Thursday, September 6, 2012

May the Best Technology Win (Don't Bet on it!)

In my earlier post, “Breakthrough Technology Markets are Made Not Found,” I made the case that emerging technology markets do not occur on their own but are instead created. This flies in the face of the many technically inclined people who believe that, in open markets, the best idea and the best technology wins. I strongly believe that marketing and awareness, distribution, price, and standardization are each more important to a breakthrough technology’s success than are the merits of the technology itself.  The following examples act as my proof points:

>Tokenring and Ethernet networking (1980s).  Tokenring is a more predictable and elegant network architecture but Ethernet is simpler and is…well…good enough. 

>Pure Digital’s Flip Camera and mobile phone cameras (2005-2010).  The Flip Camera is a great, single purpose, pocket size camera.  It still works better than most mobile phone video recorders.  But Flip Cameras were trumped by a universally available, integrated, portable, multi-purpose device.

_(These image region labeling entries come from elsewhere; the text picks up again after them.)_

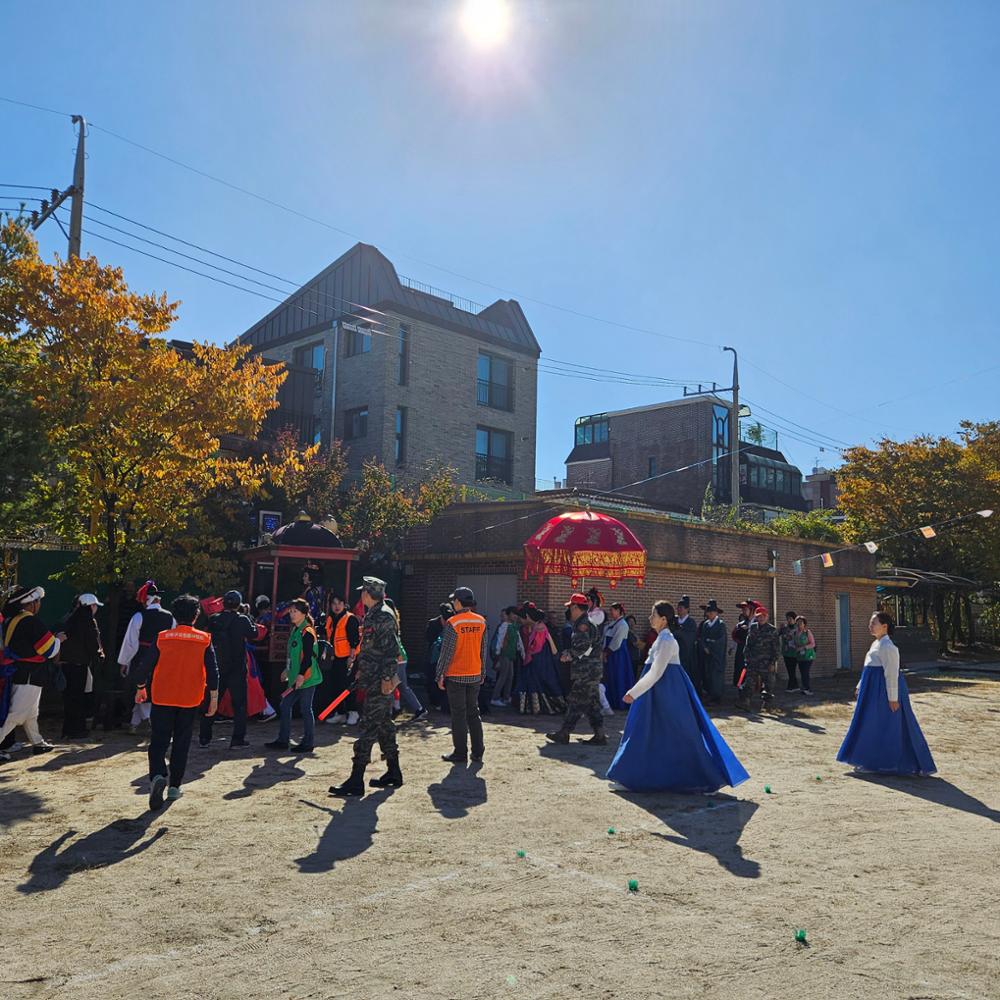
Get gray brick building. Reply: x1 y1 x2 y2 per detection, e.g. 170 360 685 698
240 243 540 494
566 396 807 520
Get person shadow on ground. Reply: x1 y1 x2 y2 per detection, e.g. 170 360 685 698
295 788 395 875
427 761 486 819
17 802 171 894
222 760 306 801
849 771 1000 823
538 740 760 878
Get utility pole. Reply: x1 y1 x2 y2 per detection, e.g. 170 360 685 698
723 347 740 516
31 115 87 257
69 115 87 257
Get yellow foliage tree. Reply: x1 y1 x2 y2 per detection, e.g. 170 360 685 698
0 222 304 624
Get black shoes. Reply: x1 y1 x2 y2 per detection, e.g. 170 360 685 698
330 761 368 799
149 774 167 812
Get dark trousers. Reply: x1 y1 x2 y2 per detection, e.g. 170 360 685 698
799 660 812 691
149 705 198 788
62 663 89 737
452 678 484 757
783 656 796 690
200 666 247 743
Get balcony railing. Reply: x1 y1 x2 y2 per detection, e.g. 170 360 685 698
476 378 514 410
476 455 514 486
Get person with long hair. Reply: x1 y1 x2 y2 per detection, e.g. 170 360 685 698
837 611 937 774
265 597 323 753
608 601 749 792
604 602 635 710
514 605 566 715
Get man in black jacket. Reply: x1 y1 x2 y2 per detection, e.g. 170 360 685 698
198 590 266 748
670 594 704 695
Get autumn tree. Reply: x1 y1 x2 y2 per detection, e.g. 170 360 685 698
837 421 1000 645
0 223 304 636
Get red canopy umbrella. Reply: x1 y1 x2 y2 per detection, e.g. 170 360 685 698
524 510 646 587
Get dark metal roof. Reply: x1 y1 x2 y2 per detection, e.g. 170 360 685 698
239 243 541 357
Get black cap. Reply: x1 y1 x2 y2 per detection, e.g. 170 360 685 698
448 587 476 607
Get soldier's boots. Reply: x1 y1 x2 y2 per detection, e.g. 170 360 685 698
368 756 403 788
330 760 368 799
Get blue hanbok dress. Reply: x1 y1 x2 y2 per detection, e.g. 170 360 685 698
837 635 937 774
604 618 635 711
608 629 749 792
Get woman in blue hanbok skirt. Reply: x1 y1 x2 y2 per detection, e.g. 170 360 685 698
837 611 937 774
513 608 566 715
604 604 635 711
608 601 749 792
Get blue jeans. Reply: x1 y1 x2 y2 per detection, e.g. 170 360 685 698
278 687 316 746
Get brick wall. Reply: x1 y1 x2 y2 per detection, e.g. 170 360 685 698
404 501 875 676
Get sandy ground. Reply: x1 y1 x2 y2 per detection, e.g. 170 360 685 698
0 677 1000 1000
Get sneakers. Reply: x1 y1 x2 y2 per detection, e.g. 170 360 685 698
149 774 167 810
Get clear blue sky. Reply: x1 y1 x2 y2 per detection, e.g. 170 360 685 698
0 0 1000 478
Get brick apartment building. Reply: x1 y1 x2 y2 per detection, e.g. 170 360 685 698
240 243 540 494
401 496 878 676
566 396 807 520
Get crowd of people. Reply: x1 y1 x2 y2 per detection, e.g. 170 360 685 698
0 576 935 809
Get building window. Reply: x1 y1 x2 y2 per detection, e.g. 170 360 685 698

>Macs and PCs (forever!).  I don’t know anyone who loves their PC and Microsoft applications but I do have many friends who order Macs even before they are made available.  Nonetheless, the Wintel duo has consistently owned 90%+ of the desktop world for as long as anyone can remember. 

Even Apple, arguably the world's preeminent brand, has been unable to radically increase the adoption rate for Macs. Price, availability, software and accessory choice, massive distribution, and enterprise standardization have made it so that technically inferior Windows PCs outsell the Apple Mac by a ratio of twenty to one.